Ajude a escolher o nome da nova onça-pintada do Parque Nacional do Iguaçu

Tem história nova acontecendo no coração da nossa mata e Foz do Iguaçu foi convidada a fazer parte dela. Um novo filhote de onça-pintada foi registrado no Parque Nacional do Iguaçu e agora chegou a hora de dar um nome ao mais novo morador do nosso Patrimônio Mundial Natural.
O filhote, um macho de aproximadamente um ano, é filho da onça Angá, monitorada pelo Projeto Onças do Iguaçu. Ele foi identificado em setembro e simboliza mais um capítulo importante da conservação da espécie na região. E desta vez, o público pode participar diretamente dessa história.
A Urbia+Cataratas, concessionária responsável pela gestão da visitação do parque, abriu uma votação online para escolher o nome da oncinha. Os três nomes sugeridos vêm do guarani e carregam significados profundos ligados ao território, à natureza e à ancestralidade da Tríplice Fronteira:
Arandu – sábio
Ñandu – vento forte
Taupá – cacique do Rio Iguaçu
A votação segue até 28 de novembro e você pode acessar o formulário acessando aqui. É simples e rápido. O resultado será divulgado no dia 29. Quem passar pelo Centro de Visitantes do Parque Nacional também encontra um painel com QR Code para participar na hora.
Uma linhagem que conta a história das nossas matas

Foto: Projeto Onças do Iguaçu
A nova onça-pintada do Parque Nacional do Iguaçu nasce dentro de uma linha de monitoramento que ajuda a contar a trajetória da espécie no Parque Nacional. Angá, a mãe, é filha de Cacira, monitorada pelo projeto desde filhote. Em 2023, Angá teve seus primeiros filhotes, Peri e Mayo. Em 2024, veio a surpresa: mais dois filhotes, registrados em monitoramentos de rotina. O mais novo, esse que agora precisa de um nome, foi confirmado em setembro como um macho saudável.
Histórias como essa mostram que o trabalho de conservação vem dando resultado. Para se ter ideia, um censo conjunto Brasil–Argentina realizado em 2024 indica que pelo menos 84 onças-pintadas vivem hoje no Corredor Verde. Em 2005, estimava-se que restavam apenas 40, e apenas 9 a 11 delas estavam no Parque Nacional do Iguaçu. Para uma espécie que está no topo da cadeia alimentar, ter filhotes nascendo é o sinal máximo de equilíbrio do ecossistema.
Conservação que gera renda e transforma vidas
Além da proteção das onças, o parque também apoia comunidades do entorno. Um dos projetos mais bonitos é o Crocheteiras da Onça, em que mulheres de áreas rurais produzem oncinhas em amigurumi vendidas nas lojas oficiais. O valor retorna para elas como renda e apoio direto ao convívio seguro com a espécie.
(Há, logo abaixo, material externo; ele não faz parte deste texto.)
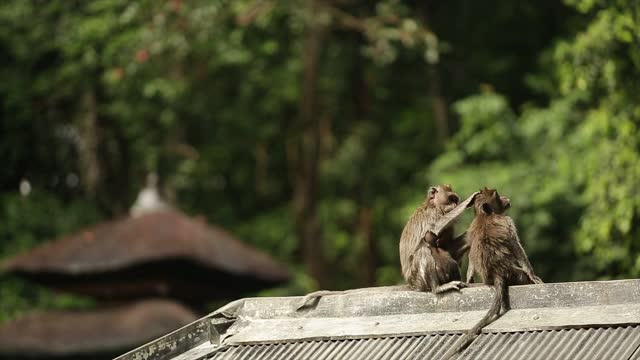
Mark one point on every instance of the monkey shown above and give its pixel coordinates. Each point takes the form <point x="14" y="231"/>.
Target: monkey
<point x="429" y="252"/>
<point x="497" y="255"/>
<point x="428" y="233"/>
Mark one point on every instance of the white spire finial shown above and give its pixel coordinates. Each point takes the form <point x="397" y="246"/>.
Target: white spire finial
<point x="149" y="199"/>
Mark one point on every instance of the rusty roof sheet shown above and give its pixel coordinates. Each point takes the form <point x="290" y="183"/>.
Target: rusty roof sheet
<point x="581" y="320"/>
<point x="157" y="245"/>
<point x="109" y="330"/>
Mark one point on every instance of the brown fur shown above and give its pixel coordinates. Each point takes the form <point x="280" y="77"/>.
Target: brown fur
<point x="497" y="255"/>
<point x="426" y="259"/>
<point x="429" y="253"/>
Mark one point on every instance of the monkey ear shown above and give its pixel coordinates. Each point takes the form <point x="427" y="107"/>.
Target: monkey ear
<point x="487" y="209"/>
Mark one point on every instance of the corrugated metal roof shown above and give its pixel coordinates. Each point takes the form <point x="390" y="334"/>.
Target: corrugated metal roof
<point x="582" y="320"/>
<point x="584" y="344"/>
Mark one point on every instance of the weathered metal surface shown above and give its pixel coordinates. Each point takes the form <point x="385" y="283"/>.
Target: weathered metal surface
<point x="380" y="301"/>
<point x="177" y="343"/>
<point x="117" y="329"/>
<point x="249" y="331"/>
<point x="579" y="344"/>
<point x="166" y="253"/>
<point x="338" y="323"/>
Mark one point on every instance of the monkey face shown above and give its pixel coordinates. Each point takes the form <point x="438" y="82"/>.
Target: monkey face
<point x="488" y="201"/>
<point x="443" y="197"/>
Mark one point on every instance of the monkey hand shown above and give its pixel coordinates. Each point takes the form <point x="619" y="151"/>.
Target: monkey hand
<point x="432" y="239"/>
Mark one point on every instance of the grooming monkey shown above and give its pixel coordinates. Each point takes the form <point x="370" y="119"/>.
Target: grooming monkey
<point x="429" y="253"/>
<point x="497" y="255"/>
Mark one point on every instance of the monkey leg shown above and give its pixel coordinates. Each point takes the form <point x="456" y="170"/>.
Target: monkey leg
<point x="504" y="302"/>
<point x="450" y="286"/>
<point x="470" y="272"/>
<point x="529" y="273"/>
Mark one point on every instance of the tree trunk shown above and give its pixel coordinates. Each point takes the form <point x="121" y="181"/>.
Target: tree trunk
<point x="88" y="151"/>
<point x="306" y="182"/>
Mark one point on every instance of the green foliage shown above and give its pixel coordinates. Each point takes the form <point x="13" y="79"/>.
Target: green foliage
<point x="94" y="94"/>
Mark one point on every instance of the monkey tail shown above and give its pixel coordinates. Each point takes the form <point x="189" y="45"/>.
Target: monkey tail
<point x="489" y="317"/>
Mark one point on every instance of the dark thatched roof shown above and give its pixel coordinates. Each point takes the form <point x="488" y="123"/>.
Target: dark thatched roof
<point x="90" y="333"/>
<point x="158" y="254"/>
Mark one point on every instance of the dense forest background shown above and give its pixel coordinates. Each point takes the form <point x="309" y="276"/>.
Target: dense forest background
<point x="312" y="128"/>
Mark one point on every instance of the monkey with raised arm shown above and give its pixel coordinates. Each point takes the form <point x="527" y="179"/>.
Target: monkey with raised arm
<point x="429" y="253"/>
<point x="497" y="255"/>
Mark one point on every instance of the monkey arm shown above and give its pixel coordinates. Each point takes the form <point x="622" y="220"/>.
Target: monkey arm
<point x="458" y="247"/>
<point x="448" y="218"/>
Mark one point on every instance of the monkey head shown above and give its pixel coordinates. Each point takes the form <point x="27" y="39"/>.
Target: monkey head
<point x="442" y="197"/>
<point x="488" y="201"/>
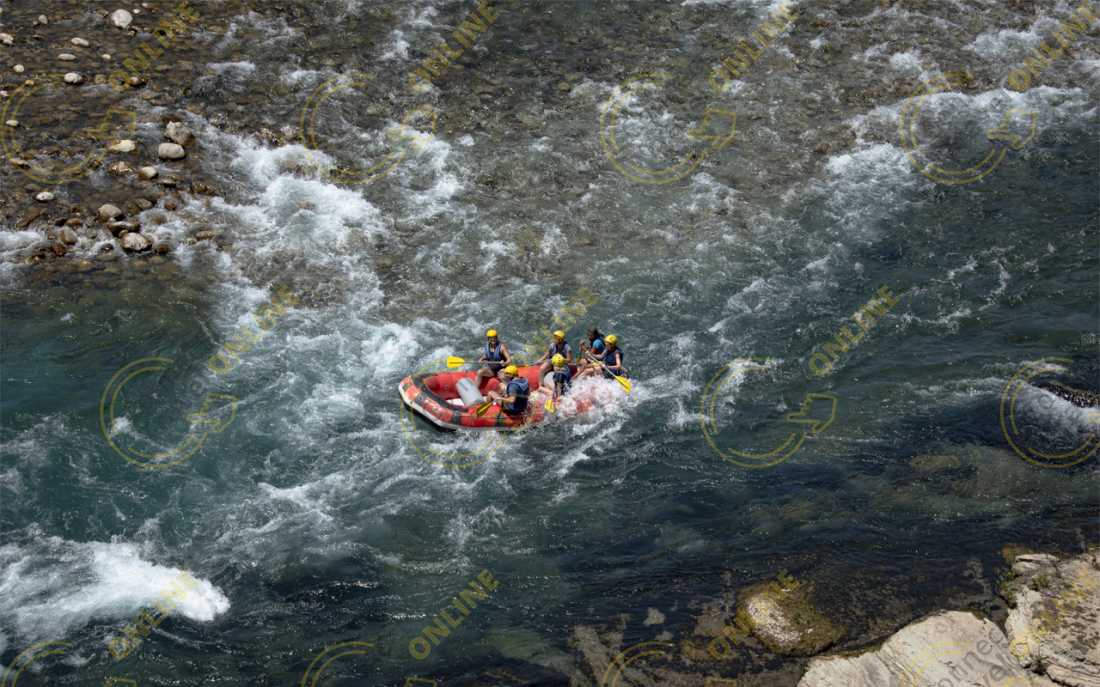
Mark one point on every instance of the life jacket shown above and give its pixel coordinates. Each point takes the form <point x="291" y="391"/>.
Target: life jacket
<point x="563" y="348"/>
<point x="564" y="377"/>
<point x="496" y="355"/>
<point x="609" y="359"/>
<point x="519" y="388"/>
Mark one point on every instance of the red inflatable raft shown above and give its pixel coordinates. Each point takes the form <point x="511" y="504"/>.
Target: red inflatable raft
<point x="435" y="396"/>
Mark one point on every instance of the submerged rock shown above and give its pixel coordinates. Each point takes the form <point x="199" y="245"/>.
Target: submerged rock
<point x="781" y="615"/>
<point x="135" y="242"/>
<point x="178" y="133"/>
<point x="108" y="212"/>
<point x="121" y="19"/>
<point x="171" y="151"/>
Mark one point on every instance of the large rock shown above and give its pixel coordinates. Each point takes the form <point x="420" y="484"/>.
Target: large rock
<point x="177" y="132"/>
<point x="121" y="19"/>
<point x="171" y="151"/>
<point x="1054" y="627"/>
<point x="135" y="243"/>
<point x="952" y="649"/>
<point x="108" y="212"/>
<point x="781" y="615"/>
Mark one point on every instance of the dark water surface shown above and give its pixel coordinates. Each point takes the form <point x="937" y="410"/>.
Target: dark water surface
<point x="308" y="511"/>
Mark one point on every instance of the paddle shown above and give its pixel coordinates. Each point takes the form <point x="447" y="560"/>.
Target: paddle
<point x="623" y="380"/>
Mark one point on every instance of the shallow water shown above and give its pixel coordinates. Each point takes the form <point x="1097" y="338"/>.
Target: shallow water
<point x="311" y="514"/>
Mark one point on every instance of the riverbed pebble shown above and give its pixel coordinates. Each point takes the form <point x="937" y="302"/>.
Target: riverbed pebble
<point x="171" y="151"/>
<point x="178" y="133"/>
<point x="108" y="212"/>
<point x="121" y="19"/>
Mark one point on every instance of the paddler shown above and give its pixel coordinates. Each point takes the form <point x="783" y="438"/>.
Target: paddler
<point x="562" y="376"/>
<point x="516" y="389"/>
<point x="609" y="361"/>
<point x="495" y="355"/>
<point x="591" y="350"/>
<point x="558" y="346"/>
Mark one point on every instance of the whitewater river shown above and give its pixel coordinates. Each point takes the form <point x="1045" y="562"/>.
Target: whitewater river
<point x="727" y="229"/>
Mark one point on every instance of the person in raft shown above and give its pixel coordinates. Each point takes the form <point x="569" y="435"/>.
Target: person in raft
<point x="516" y="389"/>
<point x="558" y="346"/>
<point x="562" y="376"/>
<point x="495" y="355"/>
<point x="591" y="348"/>
<point x="611" y="362"/>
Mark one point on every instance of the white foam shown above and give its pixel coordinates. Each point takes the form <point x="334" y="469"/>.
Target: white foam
<point x="52" y="587"/>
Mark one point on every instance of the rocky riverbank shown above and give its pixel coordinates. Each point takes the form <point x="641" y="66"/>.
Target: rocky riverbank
<point x="1048" y="639"/>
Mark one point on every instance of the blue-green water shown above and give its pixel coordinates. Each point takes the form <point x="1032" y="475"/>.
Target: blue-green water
<point x="308" y="513"/>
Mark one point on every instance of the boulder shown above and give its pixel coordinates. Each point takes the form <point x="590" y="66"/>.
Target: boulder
<point x="171" y="151"/>
<point x="108" y="212"/>
<point x="135" y="243"/>
<point x="121" y="19"/>
<point x="1053" y="627"/>
<point x="781" y="615"/>
<point x="178" y="133"/>
<point x="950" y="647"/>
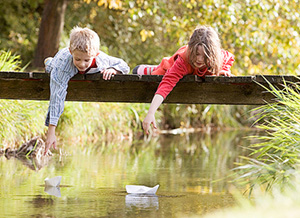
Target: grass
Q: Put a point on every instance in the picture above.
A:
(274, 159)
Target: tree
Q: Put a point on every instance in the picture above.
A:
(51, 27)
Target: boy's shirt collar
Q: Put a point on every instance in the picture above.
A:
(93, 65)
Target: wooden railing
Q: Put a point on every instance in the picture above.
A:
(239, 90)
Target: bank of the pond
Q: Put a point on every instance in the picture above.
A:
(90, 121)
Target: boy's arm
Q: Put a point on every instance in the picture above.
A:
(51, 139)
(106, 62)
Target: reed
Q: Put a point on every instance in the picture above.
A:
(274, 159)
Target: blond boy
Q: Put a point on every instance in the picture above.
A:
(83, 56)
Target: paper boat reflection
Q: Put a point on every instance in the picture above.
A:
(140, 189)
(53, 182)
(141, 201)
(51, 190)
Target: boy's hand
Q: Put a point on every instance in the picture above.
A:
(51, 139)
(149, 119)
(108, 73)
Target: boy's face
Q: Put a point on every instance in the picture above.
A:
(82, 60)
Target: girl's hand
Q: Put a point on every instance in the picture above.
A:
(149, 119)
(108, 73)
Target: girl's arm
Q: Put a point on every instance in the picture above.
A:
(150, 118)
(169, 81)
(228, 60)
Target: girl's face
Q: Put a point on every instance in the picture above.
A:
(199, 59)
(82, 60)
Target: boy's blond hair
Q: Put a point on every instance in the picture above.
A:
(84, 40)
(208, 38)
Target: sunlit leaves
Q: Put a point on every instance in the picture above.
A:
(111, 4)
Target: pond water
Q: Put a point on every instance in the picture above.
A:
(189, 168)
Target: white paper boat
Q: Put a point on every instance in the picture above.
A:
(54, 182)
(140, 189)
(55, 191)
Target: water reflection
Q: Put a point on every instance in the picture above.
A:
(189, 168)
(51, 190)
(140, 201)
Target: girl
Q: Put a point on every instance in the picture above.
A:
(202, 56)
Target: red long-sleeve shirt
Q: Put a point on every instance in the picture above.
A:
(181, 67)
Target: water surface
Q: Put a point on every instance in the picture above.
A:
(191, 170)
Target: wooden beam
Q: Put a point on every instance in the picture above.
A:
(239, 90)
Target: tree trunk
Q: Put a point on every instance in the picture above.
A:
(50, 30)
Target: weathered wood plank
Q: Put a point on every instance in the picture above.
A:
(240, 90)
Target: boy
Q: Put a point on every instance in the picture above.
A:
(83, 56)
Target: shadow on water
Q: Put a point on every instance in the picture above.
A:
(191, 170)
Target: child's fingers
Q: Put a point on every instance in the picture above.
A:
(46, 149)
(154, 124)
(54, 145)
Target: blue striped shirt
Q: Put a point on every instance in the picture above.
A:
(62, 69)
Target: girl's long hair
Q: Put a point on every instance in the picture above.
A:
(208, 38)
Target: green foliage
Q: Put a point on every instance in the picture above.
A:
(275, 158)
(19, 27)
(205, 116)
(9, 62)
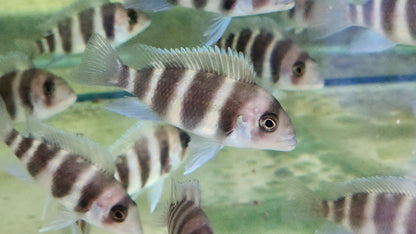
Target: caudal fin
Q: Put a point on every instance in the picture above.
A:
(100, 64)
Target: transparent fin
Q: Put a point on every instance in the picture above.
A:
(216, 28)
(100, 64)
(146, 5)
(368, 41)
(200, 151)
(132, 108)
(154, 193)
(63, 218)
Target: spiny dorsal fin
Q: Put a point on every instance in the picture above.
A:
(75, 144)
(14, 61)
(69, 11)
(219, 61)
(383, 184)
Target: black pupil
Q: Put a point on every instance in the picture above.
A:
(132, 16)
(269, 123)
(48, 88)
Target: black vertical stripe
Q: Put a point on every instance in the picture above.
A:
(6, 93)
(357, 208)
(23, 147)
(199, 3)
(280, 50)
(229, 41)
(411, 16)
(243, 40)
(258, 50)
(11, 137)
(50, 39)
(86, 22)
(92, 191)
(198, 98)
(107, 12)
(229, 112)
(339, 206)
(65, 32)
(142, 82)
(123, 170)
(386, 211)
(41, 158)
(387, 14)
(143, 155)
(165, 89)
(368, 10)
(163, 142)
(67, 175)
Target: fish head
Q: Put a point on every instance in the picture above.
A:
(254, 7)
(128, 23)
(263, 124)
(114, 211)
(298, 71)
(49, 94)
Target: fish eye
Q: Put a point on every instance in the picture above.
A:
(132, 14)
(298, 68)
(118, 213)
(48, 88)
(269, 122)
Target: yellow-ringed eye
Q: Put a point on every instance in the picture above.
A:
(48, 88)
(298, 68)
(118, 213)
(268, 122)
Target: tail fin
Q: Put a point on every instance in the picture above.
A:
(100, 64)
(302, 204)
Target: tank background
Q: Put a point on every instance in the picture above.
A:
(343, 132)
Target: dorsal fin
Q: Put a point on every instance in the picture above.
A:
(68, 11)
(14, 61)
(219, 61)
(383, 184)
(75, 144)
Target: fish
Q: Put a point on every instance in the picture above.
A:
(30, 91)
(150, 152)
(388, 22)
(185, 213)
(368, 205)
(223, 10)
(205, 91)
(278, 61)
(69, 30)
(85, 190)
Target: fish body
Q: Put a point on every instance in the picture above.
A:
(204, 91)
(85, 190)
(393, 19)
(157, 151)
(278, 61)
(372, 205)
(70, 34)
(34, 92)
(185, 214)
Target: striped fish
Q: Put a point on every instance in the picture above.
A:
(378, 205)
(84, 189)
(392, 19)
(156, 152)
(29, 91)
(185, 214)
(278, 61)
(69, 34)
(223, 10)
(205, 91)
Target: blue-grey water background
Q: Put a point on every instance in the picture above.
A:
(343, 131)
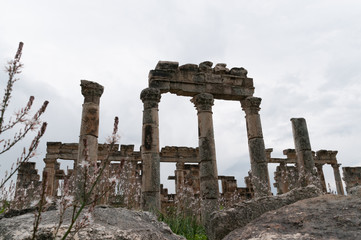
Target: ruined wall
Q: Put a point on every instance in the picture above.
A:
(352, 177)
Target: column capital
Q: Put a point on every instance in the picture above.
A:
(203, 102)
(91, 91)
(50, 161)
(151, 97)
(251, 105)
(336, 165)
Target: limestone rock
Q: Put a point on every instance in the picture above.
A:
(108, 223)
(223, 222)
(325, 217)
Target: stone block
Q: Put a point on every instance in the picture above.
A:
(257, 150)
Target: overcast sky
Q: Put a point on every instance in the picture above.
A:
(304, 57)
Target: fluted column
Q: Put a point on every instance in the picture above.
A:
(284, 177)
(150, 150)
(339, 185)
(260, 177)
(207, 153)
(89, 129)
(305, 162)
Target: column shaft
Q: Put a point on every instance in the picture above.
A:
(88, 138)
(207, 153)
(260, 177)
(305, 162)
(322, 177)
(150, 150)
(339, 185)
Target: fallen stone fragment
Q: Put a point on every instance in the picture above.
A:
(223, 222)
(107, 223)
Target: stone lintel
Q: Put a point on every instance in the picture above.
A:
(251, 105)
(151, 95)
(190, 80)
(290, 153)
(300, 134)
(91, 91)
(203, 102)
(179, 154)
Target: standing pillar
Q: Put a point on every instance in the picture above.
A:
(150, 150)
(179, 176)
(207, 155)
(260, 177)
(89, 129)
(50, 170)
(339, 186)
(321, 176)
(305, 162)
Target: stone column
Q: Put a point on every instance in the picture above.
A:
(305, 162)
(179, 177)
(207, 155)
(339, 186)
(150, 150)
(321, 176)
(260, 177)
(50, 169)
(89, 129)
(284, 177)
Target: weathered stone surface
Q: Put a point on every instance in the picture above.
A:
(324, 217)
(108, 223)
(223, 222)
(300, 134)
(91, 91)
(190, 80)
(352, 177)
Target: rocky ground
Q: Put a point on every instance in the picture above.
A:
(328, 217)
(108, 223)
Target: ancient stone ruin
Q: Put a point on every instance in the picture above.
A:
(196, 168)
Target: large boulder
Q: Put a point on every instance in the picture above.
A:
(224, 221)
(325, 217)
(107, 223)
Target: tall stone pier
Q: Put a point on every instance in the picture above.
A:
(150, 150)
(207, 153)
(260, 177)
(89, 129)
(305, 162)
(338, 180)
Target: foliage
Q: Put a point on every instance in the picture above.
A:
(183, 224)
(21, 123)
Foto: Bruno Bimbato/Parque Nacional do Iguaçu/Urbia cataratas
Outro reforço importante veio em 2024: R$ 3,9 milhões repassados ao Projeto Onças do Iguaçu pela Urbia+Cataratas e pelo ICMBio para ampliar as ações de pesquisa, educação e conservação.
E quem quiser ajudar por conta própria também pode: parte das vendas de produtos temáticos nas lojas e da cerveja Jaguareté vai para o projeto. Outra opção é contribuir pelo PIX [email protected].
Um convite para fazer parte desse capítulo
Escolher o nome da nova onça não é só participar de uma votação simpática. É um gesto de pertencimento. É reconhecer que a vida que pulsa dentro do Parque Nacional do Iguaçu diz respeito a todos nós que vivemos aqui e aos milhões que visitam Foz todos os anos.
Está aberta a temporada para batizar o novo filhote. Qual nome carrega a força da nossa mata?